全日本空輸(ANA)のCIOに就いてから6年目を迎えた。実は、私はIT部門としてのキャリアよりも、営業としてのキャリアが長い。20年以上にわたりITを使って営業をどう改善していくかといった取り組みを行ってきた。
営業のときはIT部門に対して「こうしたらいいんじゃないか」「ああしたらいいんじゃないか」など、沢山文句を言っていた。「だったらお前がやってみろ」と経営トップに言われ、システム子会社への1年の出向を経て、ANAのCIOになった。

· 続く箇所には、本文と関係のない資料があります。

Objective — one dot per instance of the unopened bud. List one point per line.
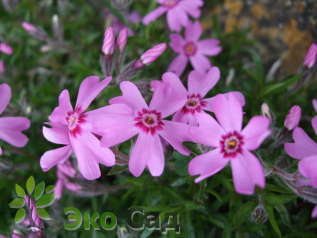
(108, 42)
(6, 49)
(293, 117)
(30, 28)
(310, 58)
(259, 215)
(122, 39)
(266, 111)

要望を伝えるユーザーサイドからの景色と、システムで実現するIT部門からの景色は全く違っていた。だが、私がユーザーサイドのときに実現したかったことは、システムを作る立場になってからも変わらない。
実現したかったのは「世界一」と「スピード」だ。作るからには、世界一のモノを作りたいし、世界一のモノを提供したいと考えていた。IT部門に来てからは、部下にも「どうせやるなら世界一を目指そう」と話している。良いモノを作るだけでなく、ときにはスピードも大事だ。私はその両方を実現するために、システムのオーナーシップをIT部門に持たせた。
これまでのIT部門は、ユーザー部門から言われたものをシステム化する“受け身”の仕事のスタイルだった。だが、各ユーザー部門の要求に合わせてシステムを構築していては、部分最適になりがちだった。